IV. The inferiority of the law is marked by its being in the hands of a mediator, and not personal, as was the promise to Abraham.
V. Nevertheless faith and law do not clash. There is harmony between the Abrahamic covenant and the Mosaic law. (Canon Vernon Hutton.)
The immutability of the covenant
I. Time cannot disannul it: neither the time before the law nor the time which has elapsed since.
1. Some covenants run out in the course of time, or are annulled through non-fulfilment within a given time, or are abrogated in the very fact of their fulfilment.
2. The Christian covenant is independent of time.
(1) No time was specified.
(2) In a sense its fulfilment began at once.
(3) It cannot pass away till the last of Abraham’s seed has enjoyed its provisions.
II. The unfaithfulness of one of the contracting parties did not disannul it.
1. During the four hundred and thirty years.
(1) The obliquities of Jacob.
(2) The evil conduct of his sons.
(3) The religious apathy of the Egyptian sojourn.
(4) The perversities of the wilderness wandering.
2. During the following years till the advent.
(1) In spite of Divine revelation.
(2) Notwithstanding repeated chastisements, Israel grieviously sinned; yet the covenant was not withdrawn.
III. The intermediary dispensation did not disannul it.
1. The law itself did not.
(1) It was intended to help on its fulfilment.
(2) It was one part of God’s remedial plan of which the covenant was another part.
2. The infraction of the law did not.
(1) Sin led men to yearn for its fulfilment.
(2) Where sin abounded grace did much more abound.
III. It rests on the immutability of God.
1. Of His wisdom.

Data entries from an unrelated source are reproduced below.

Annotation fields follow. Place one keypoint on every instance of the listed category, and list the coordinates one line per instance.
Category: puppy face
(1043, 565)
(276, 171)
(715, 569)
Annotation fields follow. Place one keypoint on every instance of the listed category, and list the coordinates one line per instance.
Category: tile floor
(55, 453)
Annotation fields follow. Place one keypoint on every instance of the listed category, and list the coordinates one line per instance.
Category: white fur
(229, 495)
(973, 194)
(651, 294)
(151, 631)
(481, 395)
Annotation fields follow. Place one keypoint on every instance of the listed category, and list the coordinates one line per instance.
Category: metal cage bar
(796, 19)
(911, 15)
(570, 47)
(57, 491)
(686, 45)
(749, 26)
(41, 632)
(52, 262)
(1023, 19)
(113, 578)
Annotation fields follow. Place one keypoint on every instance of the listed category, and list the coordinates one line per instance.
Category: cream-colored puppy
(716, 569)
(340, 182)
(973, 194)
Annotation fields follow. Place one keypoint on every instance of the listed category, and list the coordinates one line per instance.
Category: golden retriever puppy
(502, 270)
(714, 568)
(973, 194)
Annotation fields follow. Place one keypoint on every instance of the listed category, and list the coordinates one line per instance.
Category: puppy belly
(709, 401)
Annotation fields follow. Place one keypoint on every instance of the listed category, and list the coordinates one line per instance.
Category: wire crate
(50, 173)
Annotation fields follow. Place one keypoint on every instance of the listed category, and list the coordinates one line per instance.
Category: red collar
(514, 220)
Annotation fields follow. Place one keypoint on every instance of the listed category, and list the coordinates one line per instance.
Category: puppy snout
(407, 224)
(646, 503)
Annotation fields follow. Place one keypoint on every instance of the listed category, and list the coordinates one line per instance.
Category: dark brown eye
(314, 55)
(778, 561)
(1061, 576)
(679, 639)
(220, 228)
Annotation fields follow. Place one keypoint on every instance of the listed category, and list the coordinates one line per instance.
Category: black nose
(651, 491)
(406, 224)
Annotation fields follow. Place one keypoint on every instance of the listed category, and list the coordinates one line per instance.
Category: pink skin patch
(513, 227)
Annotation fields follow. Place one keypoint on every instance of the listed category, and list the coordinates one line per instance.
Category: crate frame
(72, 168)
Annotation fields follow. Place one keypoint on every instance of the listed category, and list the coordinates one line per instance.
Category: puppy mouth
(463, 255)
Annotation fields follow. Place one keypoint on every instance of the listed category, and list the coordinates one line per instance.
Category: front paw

He saw when the time would be ripe.
2. Of His mercy: He knew when it would be best to work in the interests of mankind.
The covenant, then, was not disannulled by the law.
1. Because then the blessing promised by the covenant would not have depended upon that promise.
2. Because then in vain is any mention made of the seed of Abraham, that is, of Christ.
3. Because those who died before the law was given on Sinai, amongst others, Abraham, Isaac, and Jacob, would have no claim to partake of the Divine blessing, no share in the promised inheritance. (W. Denton, M. A.)
The covenant in Christ
I. Its nature--a covenant of promise--of mercy:
II. Its antiquity--older than the law--old as the first promise.
III. Its Immutability--confirmed to (Galates 3:16) and in Christ--cannot be disannulled. (J. Lyth.)